Patrolling and talking with he locals quickly became an important role to keep up the spirits of the local community, who are in my opinion the true heroes of Mallacoota. We were warmly greeted everywhere we went. It was clear that just our being there was an enormous boost to the locals.
We stopped by a house near the edge to a forest with still burning trees and was greeted by a woman who shared her story. Anger and frustration were expressions of the trauma she had experienced; she gave us all a hug and shed a few tears. Next door we helped an old man with his shopping while he shared his account of the fire. He had a lucky escape, others were not so fortunate. Around the corner a burned out house was cordoned with crime scene tape, we knew not to go there.
In our sector there was a large gully complex that remained untouched by fire. The sounds of the environmental refugees filled our senses - the calls of birds sharing unfamiliar territory. It was clear this was an important oasis that needed protection from the smouldering fires surrounding it.
We were working in unfamiliar territory. I had an awesome crew with me; we bonded well through clear communication, collective problem solving and humour. We stuck together and kept each other safe, having moments to relax and reflect, keeping up our morale in unique circumstances.

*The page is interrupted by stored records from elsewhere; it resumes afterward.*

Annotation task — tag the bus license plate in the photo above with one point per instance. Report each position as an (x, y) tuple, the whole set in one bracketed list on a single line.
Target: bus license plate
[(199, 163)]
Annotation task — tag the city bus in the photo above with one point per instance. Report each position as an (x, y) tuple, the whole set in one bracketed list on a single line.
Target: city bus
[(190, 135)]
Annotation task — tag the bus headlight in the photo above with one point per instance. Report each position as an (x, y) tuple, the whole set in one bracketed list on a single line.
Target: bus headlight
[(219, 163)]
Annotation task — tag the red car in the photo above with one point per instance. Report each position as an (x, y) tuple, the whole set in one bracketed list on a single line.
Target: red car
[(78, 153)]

On our last day of the rotation the road was finally cleared to Gypsy Point, a small community that had been isolated by the fires. As we drove through the burnt forest it told the story of its direction of travel, varying intensity and level of destruction. In some parts the fire would have been terrifying.
We arrived at Gypsy Point and were tasked with cleaning up the roadside from trees that had fallen or had been felled. Obviously dangerous trees are quickly identified and removed. Time will reveal many more weakened by the fire, as their supporting roots smoulder away beneath the hot, dry soil. These roads will remain unsafe for some time.
At the end of our deployment the smoke was playing havoc with air support once again, so our journey home was to be on the HMAS Choules, the ship that had evacuated so many stranded families from the Mallacoota foreshore. I had family friends who had been on the first evacuation, with over a thousand others. We joined the last group of 200 evacuees along with 44 dogs, and police and other emergency workers rotating their shifts. The crew of the Choules were awesome - we were made to feel at home and invited to explore the ship, from the enormous docking bay to the bridge. We were told if a door was unlocked, to feel free to go in. Such extraordinary kindness and generosity kept us all in high spirits and proud to be a part of the huge community supporting the people and animals whose lives will be forever marked by this bushfire season.
For me a positive that has come from the fires is being reminded that care and generosity are traits we all share and that most of us give freely without question. Over the months ahead many emotions will be expressed by the people who were caught in that terrible situation; outrage, anger, sadness, frustration. These will fade in time. For me the sense of joy in working together with so many souls to help others is the enduring foundation of being a firefighter.
I offer huge thanks to the team who joined me on this deployment, in particular my own crew; your skills, experience, kindness, consideration and commitment were exemplary.